そして、そばには巨大なクマが心配そうに顔を覗き込んでいた。
「く、クマァァ?!」
「ボフッ! ボフボフッ!」
クマは「オイラだよ、ボフさん!」と言わんばかりに、ボフボフアピールする。
「お前……もしかして、クマか? 俺の体に入ってた?」
クマは「ボフ!」と嬉しそうに頷く。元クマも、無事に本当の体へ戻れたのだ。
女神もテレパシーで喜んだ。
「成功です! やりましたね!」
「あぁ。長かったけど、あっという間だったな。今まで悪い夢を見ていたような感覚だぜ」
「それでは、私はこれにて失礼させていただきます! ユウさん、クマさん。残りの人生、楽しんできてくださいねー!』
その言葉を最後に、女神からテレパシーは来なくなった。
本来、女神は死者の転生を助けるだけで、生者の人生にまでは関与しない。今回のことは異例中の異例だったのだろう。
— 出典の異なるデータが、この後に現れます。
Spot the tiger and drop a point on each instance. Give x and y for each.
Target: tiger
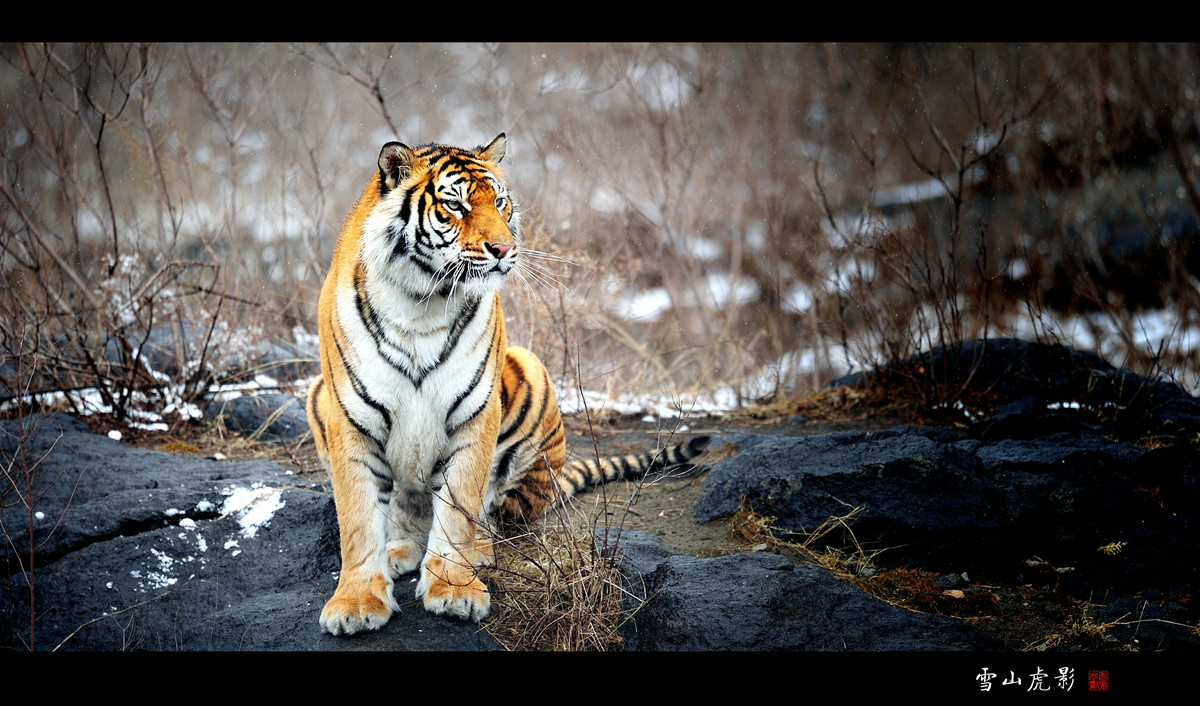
(436, 432)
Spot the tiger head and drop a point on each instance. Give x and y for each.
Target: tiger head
(444, 222)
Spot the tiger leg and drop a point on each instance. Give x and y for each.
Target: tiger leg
(363, 599)
(449, 582)
(533, 444)
(409, 514)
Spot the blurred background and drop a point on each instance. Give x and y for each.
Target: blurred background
(735, 222)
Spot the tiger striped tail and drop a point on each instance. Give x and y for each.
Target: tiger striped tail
(577, 476)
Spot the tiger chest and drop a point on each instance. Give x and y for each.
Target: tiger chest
(423, 375)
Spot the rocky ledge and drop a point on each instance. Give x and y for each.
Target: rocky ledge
(111, 548)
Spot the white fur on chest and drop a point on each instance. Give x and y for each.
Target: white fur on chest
(420, 362)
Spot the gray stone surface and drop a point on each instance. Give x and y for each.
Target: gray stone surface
(763, 602)
(145, 550)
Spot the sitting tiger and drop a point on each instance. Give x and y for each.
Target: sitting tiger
(435, 430)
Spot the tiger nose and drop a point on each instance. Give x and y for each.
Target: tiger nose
(498, 250)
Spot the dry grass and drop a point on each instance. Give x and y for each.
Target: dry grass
(553, 588)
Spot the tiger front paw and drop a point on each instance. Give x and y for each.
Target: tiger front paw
(359, 605)
(450, 588)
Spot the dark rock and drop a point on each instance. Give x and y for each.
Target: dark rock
(1079, 512)
(765, 602)
(267, 416)
(145, 550)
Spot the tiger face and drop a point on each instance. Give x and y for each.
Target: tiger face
(465, 238)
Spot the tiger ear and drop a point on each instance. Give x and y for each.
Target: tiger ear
(395, 163)
(495, 149)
女神がいなくなると、クマも「ボフ」とユウに背を向けた。
「どうした? どこへ行く気なんだ?」
クマは寂しげに振り返った。
「ボフォレストクマ」
「ボフォレ……なんて?」
クマでなくなったユウには、クマ語は通じない。
クマはスッと森の奥を指差した。
「便所か?」
「ボフボフ(首を振るクマ)」
「川の水を飲みに行くのか?」
「ボフボフ(首を振るクマ)」
「またシカがいたのか?」
「ボフボフ(ヨダレを垂らし、首を振るクマ)」
ユウはひたすら外す。
だが、本当は分かっていた……クマが、森へ帰ろうとしていることに。
ユウは散々外した末、寂しげに目を伏せた。
「……分かってるよ。森へ帰るんだろ? 一緒に魔王城をクライミングした仲だ、クマ語が分からなくたって、お前が考えてることくらい分かってる」
クマはフッと目を細め、別れを告げた。
「ボフボフ……ボフ、ボフボフ。ボフクマ、ゴーヴィレッジクマ。ボフゥ……ボフボフ、ボフボフクマ(訳:クマは森で生きる者……だから、ここでお別れクマ。ボフさんはオイラが最初にいた村へ帰るクマ。大丈夫……離れていても、オイラ達の心はつながっているクマ)」
「うん……なるほど、わからん」
クマはのっしのっしと、森の奥へ消えていく。
ユウもクマに背を向け、はじまりの村へ向かった。